Calcutta, Sept. 23: Eveready Industries India Ltd today said Uniross — the French manufacturer of rechargeable batteries that it had acquired in 2009 — could break even and return to profitability in two years. Eveready also aims to become debt-free within three years.

“A lot of money is being spent for brand building of Uniross. We are looking to launch Uniross beyond rechargeables to the alkaline and carbon-zinc segments, and take the brand to neighbouring countries such as Nepal, Bangladesh and Sri Lanka,” non-executive vice-chairman Deepak Khaitan said at the company’s 76th annual general meeting.

Uniross has also undergone a major restructuring to pare costs. Eveready has an 80 per cent stake in Novener SAS of France, which in turn controls Uniross SA.

Eveready acquired Uniross to gain access to geographies where the company has no presence such as Europe, Southeast Asia and parts of Africa.

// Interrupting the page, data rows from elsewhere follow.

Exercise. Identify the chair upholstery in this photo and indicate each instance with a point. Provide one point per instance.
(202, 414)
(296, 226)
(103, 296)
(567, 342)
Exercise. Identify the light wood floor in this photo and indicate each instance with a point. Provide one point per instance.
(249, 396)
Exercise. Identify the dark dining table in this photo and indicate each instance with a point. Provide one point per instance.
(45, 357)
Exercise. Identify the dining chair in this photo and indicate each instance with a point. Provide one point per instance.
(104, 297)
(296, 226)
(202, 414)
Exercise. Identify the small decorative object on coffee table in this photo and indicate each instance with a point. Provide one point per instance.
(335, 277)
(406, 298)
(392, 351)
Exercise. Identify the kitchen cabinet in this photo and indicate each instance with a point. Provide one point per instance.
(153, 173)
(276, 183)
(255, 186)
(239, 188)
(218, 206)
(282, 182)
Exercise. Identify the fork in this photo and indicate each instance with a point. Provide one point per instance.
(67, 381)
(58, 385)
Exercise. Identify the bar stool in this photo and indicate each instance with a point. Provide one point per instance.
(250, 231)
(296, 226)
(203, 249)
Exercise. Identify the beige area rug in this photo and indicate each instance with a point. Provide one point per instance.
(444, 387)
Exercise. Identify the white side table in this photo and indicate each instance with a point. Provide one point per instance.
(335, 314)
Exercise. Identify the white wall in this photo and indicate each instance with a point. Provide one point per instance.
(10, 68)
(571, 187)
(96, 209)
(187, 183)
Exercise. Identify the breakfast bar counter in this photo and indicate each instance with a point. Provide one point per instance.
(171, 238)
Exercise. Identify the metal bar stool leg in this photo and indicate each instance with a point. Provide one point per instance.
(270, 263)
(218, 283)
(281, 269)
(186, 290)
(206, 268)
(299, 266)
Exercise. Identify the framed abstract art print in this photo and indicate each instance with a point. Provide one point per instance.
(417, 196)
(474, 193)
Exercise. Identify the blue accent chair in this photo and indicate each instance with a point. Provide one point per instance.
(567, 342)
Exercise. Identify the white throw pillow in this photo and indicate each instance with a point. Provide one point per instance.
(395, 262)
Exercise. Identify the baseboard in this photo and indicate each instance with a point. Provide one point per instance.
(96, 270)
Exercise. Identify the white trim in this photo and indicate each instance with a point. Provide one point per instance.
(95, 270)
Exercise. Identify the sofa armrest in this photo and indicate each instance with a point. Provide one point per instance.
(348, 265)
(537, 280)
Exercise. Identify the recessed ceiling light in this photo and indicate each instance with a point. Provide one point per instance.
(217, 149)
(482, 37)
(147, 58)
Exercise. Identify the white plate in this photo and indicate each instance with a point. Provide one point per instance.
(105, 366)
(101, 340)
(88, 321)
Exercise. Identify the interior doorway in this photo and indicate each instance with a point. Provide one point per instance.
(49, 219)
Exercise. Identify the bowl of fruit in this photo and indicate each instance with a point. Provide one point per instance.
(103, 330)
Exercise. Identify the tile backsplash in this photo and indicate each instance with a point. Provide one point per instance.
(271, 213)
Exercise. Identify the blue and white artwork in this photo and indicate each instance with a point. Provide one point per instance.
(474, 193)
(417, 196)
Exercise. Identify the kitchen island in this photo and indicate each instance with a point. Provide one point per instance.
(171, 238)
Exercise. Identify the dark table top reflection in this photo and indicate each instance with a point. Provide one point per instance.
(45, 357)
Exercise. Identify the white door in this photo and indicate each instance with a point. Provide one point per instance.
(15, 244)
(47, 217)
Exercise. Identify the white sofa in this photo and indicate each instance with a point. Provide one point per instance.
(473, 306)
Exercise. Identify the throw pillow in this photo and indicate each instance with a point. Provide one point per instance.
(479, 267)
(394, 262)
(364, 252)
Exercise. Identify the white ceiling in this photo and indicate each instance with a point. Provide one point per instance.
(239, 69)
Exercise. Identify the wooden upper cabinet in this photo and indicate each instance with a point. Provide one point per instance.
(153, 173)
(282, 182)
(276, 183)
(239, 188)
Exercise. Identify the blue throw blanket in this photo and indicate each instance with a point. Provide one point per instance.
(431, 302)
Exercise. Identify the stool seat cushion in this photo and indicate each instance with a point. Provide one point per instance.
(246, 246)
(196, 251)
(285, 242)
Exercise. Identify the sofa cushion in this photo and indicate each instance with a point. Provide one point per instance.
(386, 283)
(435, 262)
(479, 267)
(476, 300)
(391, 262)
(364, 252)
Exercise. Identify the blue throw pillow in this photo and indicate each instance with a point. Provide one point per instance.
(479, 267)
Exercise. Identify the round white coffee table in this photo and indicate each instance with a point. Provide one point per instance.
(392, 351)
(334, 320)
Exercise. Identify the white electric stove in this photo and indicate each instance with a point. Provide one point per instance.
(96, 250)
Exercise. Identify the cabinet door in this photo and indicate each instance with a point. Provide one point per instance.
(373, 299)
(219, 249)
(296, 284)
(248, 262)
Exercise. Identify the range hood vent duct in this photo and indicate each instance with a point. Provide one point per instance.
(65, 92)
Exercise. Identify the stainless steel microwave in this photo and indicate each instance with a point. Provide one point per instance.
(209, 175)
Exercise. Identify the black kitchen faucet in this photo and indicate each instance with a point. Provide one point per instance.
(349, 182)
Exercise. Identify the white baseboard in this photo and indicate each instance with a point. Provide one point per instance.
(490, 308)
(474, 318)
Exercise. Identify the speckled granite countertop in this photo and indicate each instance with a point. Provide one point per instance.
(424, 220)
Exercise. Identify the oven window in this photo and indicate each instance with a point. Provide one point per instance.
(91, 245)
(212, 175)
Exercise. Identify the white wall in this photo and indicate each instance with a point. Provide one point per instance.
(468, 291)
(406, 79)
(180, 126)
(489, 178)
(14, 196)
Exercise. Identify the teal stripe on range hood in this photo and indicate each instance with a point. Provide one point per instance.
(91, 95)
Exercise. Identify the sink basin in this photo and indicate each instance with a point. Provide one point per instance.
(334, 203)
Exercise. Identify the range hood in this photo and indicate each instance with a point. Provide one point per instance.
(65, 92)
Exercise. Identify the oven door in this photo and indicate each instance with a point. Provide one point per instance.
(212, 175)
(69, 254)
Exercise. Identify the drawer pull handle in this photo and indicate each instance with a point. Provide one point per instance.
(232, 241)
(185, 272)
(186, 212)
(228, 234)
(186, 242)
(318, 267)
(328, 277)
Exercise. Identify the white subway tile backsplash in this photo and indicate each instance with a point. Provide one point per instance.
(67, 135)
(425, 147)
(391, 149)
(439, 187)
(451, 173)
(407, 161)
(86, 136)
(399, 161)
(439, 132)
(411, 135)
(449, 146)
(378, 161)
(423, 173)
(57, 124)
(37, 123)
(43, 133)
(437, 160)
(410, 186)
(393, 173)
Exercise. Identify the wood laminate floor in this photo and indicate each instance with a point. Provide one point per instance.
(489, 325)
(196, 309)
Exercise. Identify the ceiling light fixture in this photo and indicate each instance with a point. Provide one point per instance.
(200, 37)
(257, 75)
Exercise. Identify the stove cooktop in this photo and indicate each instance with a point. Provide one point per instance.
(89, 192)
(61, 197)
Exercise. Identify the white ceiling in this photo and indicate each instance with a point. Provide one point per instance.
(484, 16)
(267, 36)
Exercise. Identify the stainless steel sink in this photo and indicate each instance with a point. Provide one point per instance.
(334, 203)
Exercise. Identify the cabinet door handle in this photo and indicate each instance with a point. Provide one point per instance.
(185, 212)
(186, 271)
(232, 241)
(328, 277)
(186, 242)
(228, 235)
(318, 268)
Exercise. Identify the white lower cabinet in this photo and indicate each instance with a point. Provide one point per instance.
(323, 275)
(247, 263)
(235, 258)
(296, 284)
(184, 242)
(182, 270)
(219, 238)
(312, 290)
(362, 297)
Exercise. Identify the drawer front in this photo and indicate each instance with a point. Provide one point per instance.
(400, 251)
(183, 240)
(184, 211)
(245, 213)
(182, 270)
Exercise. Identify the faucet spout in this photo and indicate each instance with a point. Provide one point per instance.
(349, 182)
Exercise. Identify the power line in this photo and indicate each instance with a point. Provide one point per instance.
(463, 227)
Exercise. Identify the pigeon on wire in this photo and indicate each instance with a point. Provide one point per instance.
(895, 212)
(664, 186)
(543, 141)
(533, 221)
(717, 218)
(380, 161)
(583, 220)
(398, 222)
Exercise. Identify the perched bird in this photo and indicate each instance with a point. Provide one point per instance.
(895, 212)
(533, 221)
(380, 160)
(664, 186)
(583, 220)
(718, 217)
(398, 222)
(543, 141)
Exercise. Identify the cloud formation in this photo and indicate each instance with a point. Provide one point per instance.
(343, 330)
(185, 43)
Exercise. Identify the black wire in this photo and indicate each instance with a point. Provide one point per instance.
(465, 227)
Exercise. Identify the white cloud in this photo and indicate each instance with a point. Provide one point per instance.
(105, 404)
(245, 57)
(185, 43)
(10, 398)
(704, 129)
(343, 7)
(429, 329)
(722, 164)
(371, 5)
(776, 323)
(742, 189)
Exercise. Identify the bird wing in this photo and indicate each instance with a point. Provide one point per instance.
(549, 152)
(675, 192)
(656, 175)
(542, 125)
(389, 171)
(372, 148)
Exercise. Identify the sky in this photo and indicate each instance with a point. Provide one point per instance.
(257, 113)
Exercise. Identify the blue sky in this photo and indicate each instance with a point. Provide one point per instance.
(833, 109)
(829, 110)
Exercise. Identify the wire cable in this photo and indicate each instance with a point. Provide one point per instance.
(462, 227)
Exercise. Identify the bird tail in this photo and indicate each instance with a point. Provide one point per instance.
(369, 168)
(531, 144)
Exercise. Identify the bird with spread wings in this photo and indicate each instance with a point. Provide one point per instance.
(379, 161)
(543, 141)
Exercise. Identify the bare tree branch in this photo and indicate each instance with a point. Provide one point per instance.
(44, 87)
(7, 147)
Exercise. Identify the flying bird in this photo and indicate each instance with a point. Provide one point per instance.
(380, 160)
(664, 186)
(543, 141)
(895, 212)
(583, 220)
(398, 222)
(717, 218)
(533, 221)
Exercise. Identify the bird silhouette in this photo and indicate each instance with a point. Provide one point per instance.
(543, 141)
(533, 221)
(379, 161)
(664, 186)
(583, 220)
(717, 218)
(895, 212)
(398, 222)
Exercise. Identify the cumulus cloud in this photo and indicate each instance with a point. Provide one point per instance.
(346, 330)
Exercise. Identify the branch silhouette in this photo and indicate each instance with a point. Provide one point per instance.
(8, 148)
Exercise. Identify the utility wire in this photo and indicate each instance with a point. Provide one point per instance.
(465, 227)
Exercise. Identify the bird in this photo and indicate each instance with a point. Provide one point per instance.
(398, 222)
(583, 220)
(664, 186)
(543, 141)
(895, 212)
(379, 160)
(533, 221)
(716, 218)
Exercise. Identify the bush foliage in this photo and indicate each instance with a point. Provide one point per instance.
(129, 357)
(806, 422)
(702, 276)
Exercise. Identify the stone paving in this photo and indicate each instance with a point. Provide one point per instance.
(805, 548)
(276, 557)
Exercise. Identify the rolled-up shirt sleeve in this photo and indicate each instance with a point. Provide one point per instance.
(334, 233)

At the time of acquisition, Uniross faced financial difficulties. The continuing grim economic situation in Europe and the overall sluggish demand for rechargeable batteries dimmed hopes of a turnaround.

Meanwhile, Eveready is sitting on a land bank of around 60-70 acres across the country in places such as Noida and Chennai, which could be sold to bring down debt. “But we will not do any distress selling. We are not rushed to sell,” said Khaitan.

The company’s debt stands at Rs 250 crore, while the working capital is Rs 100 crore.

Khaitan also said the company was not looking to diversify and was sticking to the battery business.